Three Founders, One Week in Singapore: The AI Readiness Gap Is Not What You'd Expect
Spend a week walking through Singapore's business districts — Tanjong Pagar, one-north, Marina Bay — and the AI narrative feels settled. Every tech company has an AI strategy. Every co-working space has a whiteboard with an AI workflow on it. Cursor, Perplexity, Claude, Gemini. It feels like the transition is already over.
Then step into a conversation with someone running a real business — construction, training, financial services — and the picture changes completely.
Three Meetings, Three Realities
Last week I had separate conversations with three founders. They operated in completely different industries, but they were all wrestling with the same question: what does AI actually mean for my business?
Founder A runs a fintech company — digital lending, serving SMEs across Malaysia and Singapore. Sophisticated product, strong regulatory relationships, Series A funded. When I asked about AI adoption, the answer was careful and measured: "We know it's important. We're watching what the regulator says. We're testing a few things internally, but we're not moving until the compliance picture is clearer."
Founder B runs a construction business — mid-size, specializing in commercial fit-outs across Singapore and JB. Not a tech company by any definition. When I asked the same question, I got a completely different answer: they'd already automated their estimation process, were using computer vision to flag defect patterns in site photography, and were running AI-generated competitive bid analysis. "We have no choice," he told me. "Margins are too thin. If I can cut estimating time by 60%, that's real money."
Founder C runs an offline corporate training business — workshops, leadership programs, facilitated sessions for large enterprises. When I asked about AI, she'd rebuilt her entire assessment methodology around it. Every participant gets a personalized development report post-session. Her facilitators use AI to prepare customized case studies 48 hours before every engagement. The product is fundamentally different than it was 18 months ago.
The Surprise
If you'd asked me before those meetings to rank those three founders by AI decisiveness, I would have put fintech first, construction last, training somewhere in the middle.
I had it exactly backwards.
The fintech founder — who works in the most tech-adjacent industry, whose investors are definitely talking about AI, whose competitors are almost certainly experimenting — was the most hesitant.

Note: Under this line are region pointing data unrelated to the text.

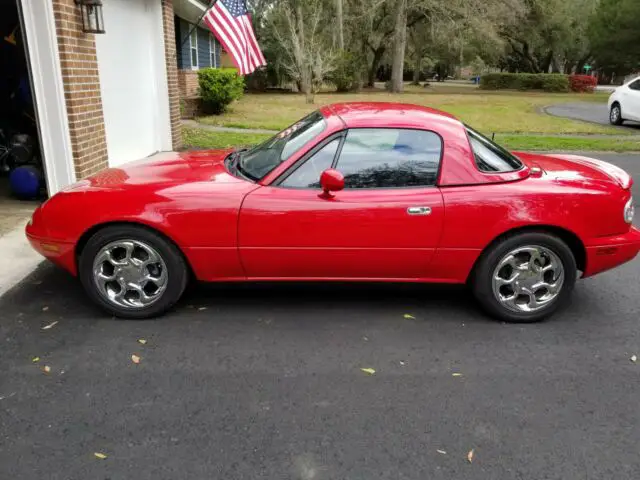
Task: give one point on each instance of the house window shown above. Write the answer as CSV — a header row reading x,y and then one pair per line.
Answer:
x,y
193,40
212,51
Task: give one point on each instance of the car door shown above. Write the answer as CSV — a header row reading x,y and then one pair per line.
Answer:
x,y
385,224
631,108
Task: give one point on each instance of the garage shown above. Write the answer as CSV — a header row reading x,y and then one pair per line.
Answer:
x,y
84,85
31,96
21,167
133,80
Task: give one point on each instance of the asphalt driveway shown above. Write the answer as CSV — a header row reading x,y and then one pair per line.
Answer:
x,y
265,382
587,112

The construction founder and the training founder were moving aggressively.
Why the Gap Exists
The fintech founder's caution isn't irrational. Digital lending touches credit decisions and customer data in ways that are genuinely regulated. The regulator hasn't issued clear AI guidance. Getting it wrong has real consequences — license risk, customer harm, regulatory action. The hesitation is logical given the incentive structure.

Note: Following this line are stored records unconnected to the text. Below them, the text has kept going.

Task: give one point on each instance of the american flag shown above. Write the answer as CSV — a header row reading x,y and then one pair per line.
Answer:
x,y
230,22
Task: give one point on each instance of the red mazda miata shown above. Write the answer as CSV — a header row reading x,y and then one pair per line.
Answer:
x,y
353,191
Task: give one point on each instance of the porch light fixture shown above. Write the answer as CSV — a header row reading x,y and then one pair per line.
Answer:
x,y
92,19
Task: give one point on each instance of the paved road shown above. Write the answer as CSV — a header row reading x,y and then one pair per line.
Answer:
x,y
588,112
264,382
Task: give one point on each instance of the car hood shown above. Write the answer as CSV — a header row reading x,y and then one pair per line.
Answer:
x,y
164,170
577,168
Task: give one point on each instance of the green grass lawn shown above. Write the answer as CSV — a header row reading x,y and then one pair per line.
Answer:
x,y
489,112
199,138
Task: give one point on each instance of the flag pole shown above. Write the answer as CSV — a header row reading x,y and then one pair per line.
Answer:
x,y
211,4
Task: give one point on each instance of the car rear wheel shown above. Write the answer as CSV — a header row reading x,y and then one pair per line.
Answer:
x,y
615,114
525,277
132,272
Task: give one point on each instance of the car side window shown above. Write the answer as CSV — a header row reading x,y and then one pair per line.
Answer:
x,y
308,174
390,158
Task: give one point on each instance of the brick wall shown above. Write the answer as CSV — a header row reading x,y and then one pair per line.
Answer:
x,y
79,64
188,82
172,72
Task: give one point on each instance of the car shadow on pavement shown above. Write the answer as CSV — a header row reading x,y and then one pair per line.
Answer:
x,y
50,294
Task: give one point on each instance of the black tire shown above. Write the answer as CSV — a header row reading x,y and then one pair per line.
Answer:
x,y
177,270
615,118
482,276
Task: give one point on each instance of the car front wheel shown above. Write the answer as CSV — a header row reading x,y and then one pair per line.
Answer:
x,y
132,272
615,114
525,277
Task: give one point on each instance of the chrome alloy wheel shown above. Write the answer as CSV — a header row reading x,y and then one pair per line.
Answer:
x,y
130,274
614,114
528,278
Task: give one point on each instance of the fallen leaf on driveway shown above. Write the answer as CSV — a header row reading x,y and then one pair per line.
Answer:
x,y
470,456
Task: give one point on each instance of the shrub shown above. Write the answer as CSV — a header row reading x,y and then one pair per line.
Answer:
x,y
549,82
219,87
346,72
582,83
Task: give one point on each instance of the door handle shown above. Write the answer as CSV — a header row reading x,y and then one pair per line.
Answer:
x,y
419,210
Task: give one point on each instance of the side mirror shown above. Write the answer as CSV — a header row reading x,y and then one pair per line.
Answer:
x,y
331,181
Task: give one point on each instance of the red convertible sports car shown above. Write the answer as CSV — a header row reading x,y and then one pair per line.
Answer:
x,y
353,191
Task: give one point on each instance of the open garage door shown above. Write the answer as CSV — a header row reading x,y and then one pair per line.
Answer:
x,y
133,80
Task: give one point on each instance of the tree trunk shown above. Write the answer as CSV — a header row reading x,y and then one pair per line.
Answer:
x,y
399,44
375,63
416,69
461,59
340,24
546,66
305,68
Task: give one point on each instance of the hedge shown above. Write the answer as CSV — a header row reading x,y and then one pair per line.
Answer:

But it reveals something important: in heavily regulated industries, the same compliance infrastructure that creates competitive moats also slows AI adoption. The fintech company is simultaneously more protected from new entrants and slower to implement the tools that could sharpen its edge.
The construction and training founders face no such constraint. There's no regulatory approval needed before using AI to price a renovation tender or personalize a leadership development report. The absence of guardrails — which might look like a disadvantage — is actually enabling faster movement.
What the Decisive Founders Have in Common
Looking at Founder B and Founder C, two things stand out.
They started with a specific, expensive problem — not an AI strategy. Construction estimation is time-consuming, error-prone, and directly tied to whether you win jobs. Corporate training assessment is bottlenecked by facilitator time. Both founders found one painful process and used AI to fix it. The broader AI strategy came later, if at all.
They weren't waiting for permission. Neither founder asked whether their industry "should" use AI. They asked what problem AI could solve right now, ran a small experiment, saw the result, and kept going. The bar wasn't "prove AI is transformative." The bar was: does this make Tuesday easier than last Tuesday?
What This Means for How We Invest
We spend a lot of time at Pertama Ventures thinking about AI as a product category — which AI-native companies will win, which applications will have durable margins.
But this week's conversations reminded me of something different: AI is also changing the competitive dynamics inside every industry, including the industries we invest in. And the change isn't correlated with how tech-adjacent the industry is.
The construction company that automates estimating has a structural cost advantage over competitors who don't. The training company that delivers personalized post-session reports can charge more and retain clients longer. Neither is an AI company. Both have AI-driven competitive advantages that compound over time.
For founders we back: we're not looking for an AI strategy. We're looking for a specific AI use case that makes your business harder to compete with. That's a different question — and usually a more important one.
For traditional businesses watching from the sidelines: the gap between decisive and cautious companies is widening faster than most people realize. The construction founder's competitors haven't automated their estimating yet. That window won't stay open.